The Logic of Nuclear Arms

On the eve of a nuclear arms treaty with Iran, the nature of which I cannot guess at, my shopping trip musings turned to the logic of nuclear arms. The general background, I learned later, is that we have nations with nuclear arms, nations without them, and one nation (Israel) which will not say so one way or the other. There is a major treaty, the Non-Proliferation Treaty (NPT), 1968, to which most nations are signatories except North Korea; North Korea had once been a signatory but then withdrew. Four nations have never signed NPT: India, Israel, Pakistan, and South Sudan. Of those outside the NPT, India, Pakistan, and North Korea have nuclear warms; South Sudan has none; Israel is believed to have them.

Iran is a signatory but believed to be in violation of the NPT.

Now the logic seems to be, here, that some nations are “grandfathered in” and thus no one disputes their ownership. Others fall, through alliances, under the protection of those who do. Iran is something of an exception, being the sole major Sh’ia nation and not a member of a recognized bloc. But it is geographically also close to Israel, a nation with an ambiguous status, but most closely allied with the United States. Therefore Iran is the target of very, very special oversight. But why? Because it threatens Israel? That assumption is at least logical.

Nothing else is in this context. If nuclear arms are so dangerous, why may so many have them. Why is no pressure placed on India to rid itself of such arms? Is that because it is aligned to the West, more or less?

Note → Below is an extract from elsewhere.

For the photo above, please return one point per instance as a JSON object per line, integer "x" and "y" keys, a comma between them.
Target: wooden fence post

I wonder what would happen if Iran withdrew from the NPT. It would at least make logical sense, in a way, because no one seems intent on attacking India, Pakistan, or even North Korea. So the problem seems to be—Israel. And its ambiguous status. Maybe they are the chosen people. And Truman must have known that when he finally agreed to impose an Israeli state on Palestinian territory—or was Palestine a British Colony then? I better stop before I drown in an overflow of muddy logic.